The pendency of that case made it out of the question for him to work as a lawyer, or to find any role in the City of London.

“It's not possible to get a job in the event you're being prosecuted for a $2 billion worldwide tax fraud case,” he says.

However, in October, High Court judge Mr Justice Andrew Baker rejected Scott's claims.

While acknowledging that “greed is usually a highly effective motive, and I consider there was substantial greed right here”, he nevertheless concluded that Scott had failed to prove that he was the victim of deception.

“The authority's controls for assessing and paying dividend tax refund claims have been so weak as to be non-existent,” he said.

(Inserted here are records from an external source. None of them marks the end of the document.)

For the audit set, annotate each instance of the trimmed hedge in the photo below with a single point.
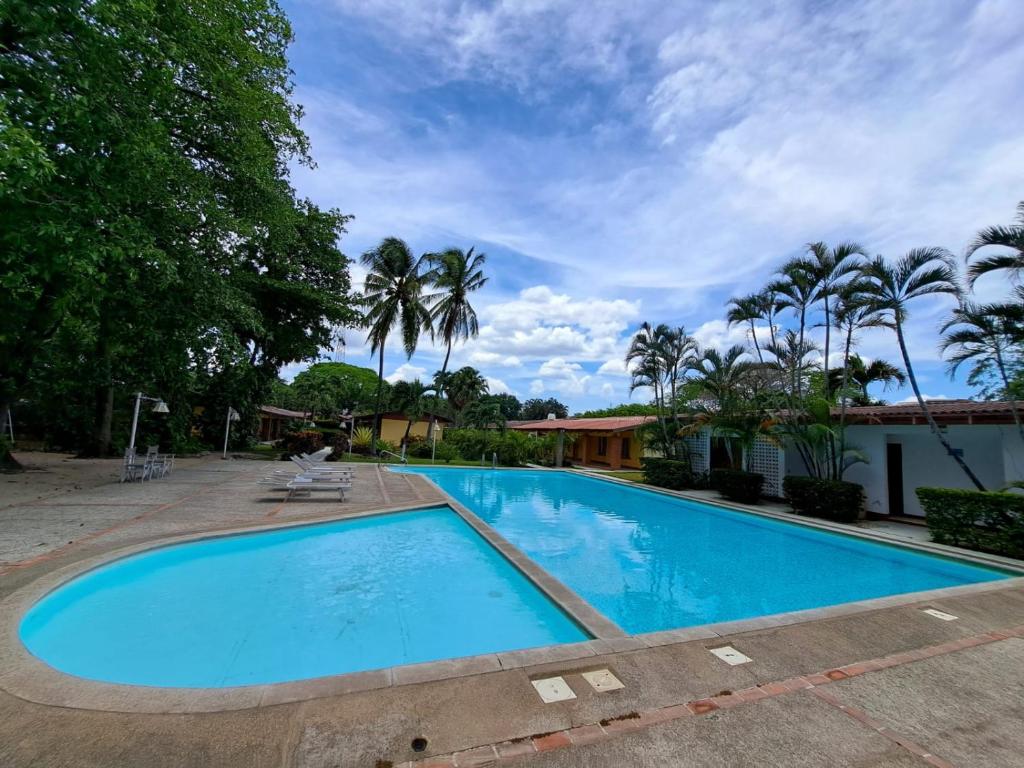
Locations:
(737, 485)
(976, 519)
(668, 473)
(830, 500)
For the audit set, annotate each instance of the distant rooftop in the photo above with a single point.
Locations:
(944, 412)
(603, 424)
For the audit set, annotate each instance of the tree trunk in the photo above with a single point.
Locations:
(1006, 385)
(440, 392)
(377, 407)
(842, 401)
(827, 339)
(928, 414)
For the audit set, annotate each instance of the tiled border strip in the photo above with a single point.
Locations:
(634, 721)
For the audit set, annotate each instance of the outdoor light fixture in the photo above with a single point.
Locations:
(159, 408)
(232, 415)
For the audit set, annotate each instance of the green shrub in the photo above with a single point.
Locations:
(445, 453)
(513, 449)
(306, 441)
(667, 473)
(737, 485)
(976, 519)
(830, 500)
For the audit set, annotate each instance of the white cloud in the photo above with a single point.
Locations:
(497, 386)
(406, 372)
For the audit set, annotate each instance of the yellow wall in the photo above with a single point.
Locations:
(393, 430)
(585, 450)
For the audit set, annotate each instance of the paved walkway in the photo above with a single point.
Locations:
(891, 687)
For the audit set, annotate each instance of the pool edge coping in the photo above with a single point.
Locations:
(27, 677)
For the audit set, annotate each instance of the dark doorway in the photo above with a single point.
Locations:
(894, 472)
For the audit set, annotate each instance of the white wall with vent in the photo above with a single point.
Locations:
(698, 445)
(769, 459)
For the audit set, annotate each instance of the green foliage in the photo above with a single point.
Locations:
(982, 520)
(152, 240)
(513, 448)
(305, 441)
(508, 403)
(625, 409)
(736, 484)
(538, 410)
(329, 388)
(363, 439)
(667, 473)
(830, 500)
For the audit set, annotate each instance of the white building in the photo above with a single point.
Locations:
(902, 453)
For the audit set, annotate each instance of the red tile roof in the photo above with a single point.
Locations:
(944, 412)
(284, 412)
(603, 424)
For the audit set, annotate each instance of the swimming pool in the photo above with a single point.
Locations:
(650, 561)
(295, 603)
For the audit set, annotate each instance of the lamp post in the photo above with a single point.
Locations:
(433, 448)
(159, 408)
(232, 415)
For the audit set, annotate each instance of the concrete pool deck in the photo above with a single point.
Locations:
(915, 690)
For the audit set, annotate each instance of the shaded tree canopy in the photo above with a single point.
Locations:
(151, 238)
(536, 409)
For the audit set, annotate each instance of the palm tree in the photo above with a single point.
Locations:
(648, 370)
(392, 294)
(456, 274)
(923, 271)
(679, 353)
(1011, 237)
(749, 309)
(797, 290)
(980, 334)
(830, 268)
(863, 375)
(463, 387)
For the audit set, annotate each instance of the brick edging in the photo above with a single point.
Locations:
(610, 727)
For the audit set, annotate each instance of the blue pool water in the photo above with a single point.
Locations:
(295, 603)
(650, 562)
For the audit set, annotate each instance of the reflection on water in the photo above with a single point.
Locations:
(651, 562)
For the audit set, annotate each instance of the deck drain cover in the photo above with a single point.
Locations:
(553, 689)
(730, 655)
(602, 680)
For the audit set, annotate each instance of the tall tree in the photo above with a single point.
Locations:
(921, 272)
(748, 309)
(1010, 237)
(464, 387)
(647, 370)
(830, 268)
(146, 206)
(796, 289)
(410, 398)
(392, 295)
(455, 274)
(984, 336)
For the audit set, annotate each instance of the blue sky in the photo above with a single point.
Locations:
(622, 162)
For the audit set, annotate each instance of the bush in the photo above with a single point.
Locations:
(306, 441)
(667, 473)
(976, 519)
(513, 449)
(830, 500)
(737, 485)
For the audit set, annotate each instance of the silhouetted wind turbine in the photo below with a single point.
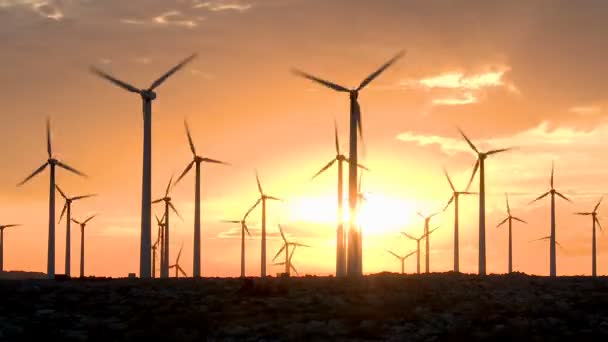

This appears to echo an earlier statement by Mr Shah in a 2021 German TV interview, which was also quoted in the judgment:

“Why would they pay for years after which after 4 years of funds say, 'Oh, we made a mistake, or we have been cheated,'” he mentioned.

“If there’s a huge board on the street that claims 'Please assist your self', I or another person will personally go and assist.”

There should still be an enchantment. But for Mr. Bains, the decision supplied some much-needed closure — and, he says, an opportunity to maneuver ahead.